On March 26th, 2023, Straus Scholar Yaakov Willner (YC ’25) was invited to present on his paper The Eichmann Trial and Rousseau’s Social Contract at the eighth annual Undergraduate Judaic Studies Conference at the University of Chicago. Each year, the UJS Conference features outstanding undergraduate-level research in the field of Jewish studies. Students from across the country are invited to share and discuss their findings in areas ranging from biblical interpretation to modern Israel.
Summarizing his term paper for Dr. Douglas R. Burgess Jr., Associate Professor and Chair of History at Yeshiva College, Yaakov’s presentation considered the 1961 trial of the notorious Nazi war criminal Adolf Eichmann in the context of Western political theory. Yaakov submitted arguments in defense of the long-contested legitimacy of the Eichmann trial, which sought to prosecute a foreign national smuggled out of Argentina by the Israeli secret service. At the time, many challenged the trial’s legitimacy based on Israel’s improper extradition of Eichmann under international law. However, Yaakov demonstrated that from a perspective of securing human rights and correcting moral wrongs committed against the Jewish people, Eichmann’s unusual extradition was ethically sound.

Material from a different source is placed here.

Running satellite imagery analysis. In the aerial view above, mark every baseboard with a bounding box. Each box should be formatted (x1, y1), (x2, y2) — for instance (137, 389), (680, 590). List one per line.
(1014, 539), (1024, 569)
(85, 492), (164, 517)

Moving on to the trial itself, Yaakov explained the prosecution’s intention to establish Eichmann as a willful mass murderer who consciously committed genocide. In doing so, the prosecution prevented Eichmann from framing himself as a meek underling “just following orders.” Finally, Yaakov examined the trial according to divergent political theories, including Cicero’s notion that the function of law is to protect the collective. In Yaakov’s estimation, the theory of the Eichmann trial more closely aligned with Rousseau’s version of Social Contract. In Rousseau’s conception of the Social Contract, each citizen relinquishes some of his or her own individual rights to the state so that the state will protect the rights of collective. In other words, the state and society speak with one voice with regard to what is considered morally reprehensible. Throughout the Eichmann Trial, Holocaust survivors were invited to their testimony of Nazi atrocities before of the world and thus joined the state in presenting a united case against Eichmann. Yaakov concluded that it precisely because of these broader questions of Natural Rights and sovereignty that the Eichmann Trial remains such a critical moment in education about the Holocaust.